ヒトゲノム・遺伝子解析研究に関する倫理指針ホームページ
|
ファルマスニップコンソーシアム(PSC)のはたらき |
このような動きの中で2000年9月、日本の製薬会社43社はスニップファルマシアコンソーシアム(PSC)というグループを総額10億円をだしあってつくりました。2001年2月1日から6月1日までに1000人の一般日本人の血液を集め、2003年3月までに医療の研究・開発に役立つデータベース(集められた情報を整理し、まとめたもの)をつくり、日本人の一般集団における、薬物動態関連遺伝子(薬の効き方や副作用に影響を及ぼす遺伝子)のSNP(一塩基多型)がどの程度の頻度で出現するのかを解析し、さらにSNPによって生じる変異型タンパク質の発現・機能解析を行いました。このデータベースは新しい薬の開発や、副作用の小さい薬つくりに役立てられます。この事業の実施に必要な倫理指針を作成したり、血液試料等の提供を受けるための同意・説明文書を作成したり、インフォームド・コンセントを得るための手続きの確立、倫理面のマニュアルの整備等を通じて、企業におけるゲノム関連研究実施環境の整備もこの事業の中の重要な部分として取り組みました。このことは高い評価を受けています。
ファルマスニップコンソーシアム
|
「連結不可能匿名化」って何でしょう |
個人の将来に関わる情報が決して漏れたりしない仕組みのひとつです。採血後、病歴などの情報とは連結することができてもそれが誰のものであるかは決してわからないようにコード番号を用いて、個人遺伝情報が保護されるような仕組みで、今回のPSCではこの方法が採用されました。実際にこの仕組みを使ったことで協力者はプライバシーが守られると安心することができたのでしょうか。この事業を担当された奥本武城氏(三菱ウェルファーマ)に聞いてみました。「採血に行くときに「行ってくるよ」と同僚に声をかけてしまうような何気ない情報から厳密にいえば個人を特定できてしまうかもしれない。日本人はその点、プライバシー保護に対して厳しい捉え方をしていないと思います。」プライバシーの保護とは、私達が自分で考え、決めることにも慣れること、ひとりひとりの考え方から見直すことからはじめないといけないのかもしれません。そしてひとりひとりの考え方は違っていることをよく理解しなければ、相手の気持ちにたった仕組みはできないのでしょう。「情報提供、理解促進についてもひとりひとりの考え方や知識が違うので、ひとつ方法を決めようとせず、いろいろな人がいることをよく踏まえなくてはならないでしょう。」とPSI吉田事務局長も話していました。

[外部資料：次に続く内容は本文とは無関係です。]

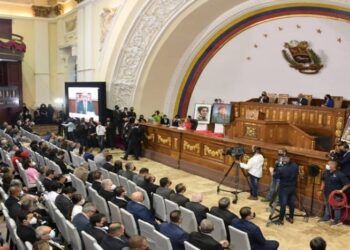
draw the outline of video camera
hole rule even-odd
[[[224,150],[223,155],[230,155],[232,157],[235,157],[236,159],[239,159],[242,155],[244,155],[244,147],[237,146],[237,147],[227,148]]]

個人遺伝情報保護を考えさせられる場面がすべての人にすぐに訪れるとは考えにくいものの、遠い話では片付けられません。研究者も市民の協力なしに進まない研究開発を前に、以前は近づかなかった生命倫理、個人情報に関する理解を市民から得るための働きを研究の一部だと考えるようになってきています。
くらしとバイオプラザ21では、ひとりひとりが納得のいく医療にたどり着けるように、生命倫理、個人情報保護についてもバイオテクノジーの切り口から情報発信し、ともに考える場をつくっていきたいと考えています。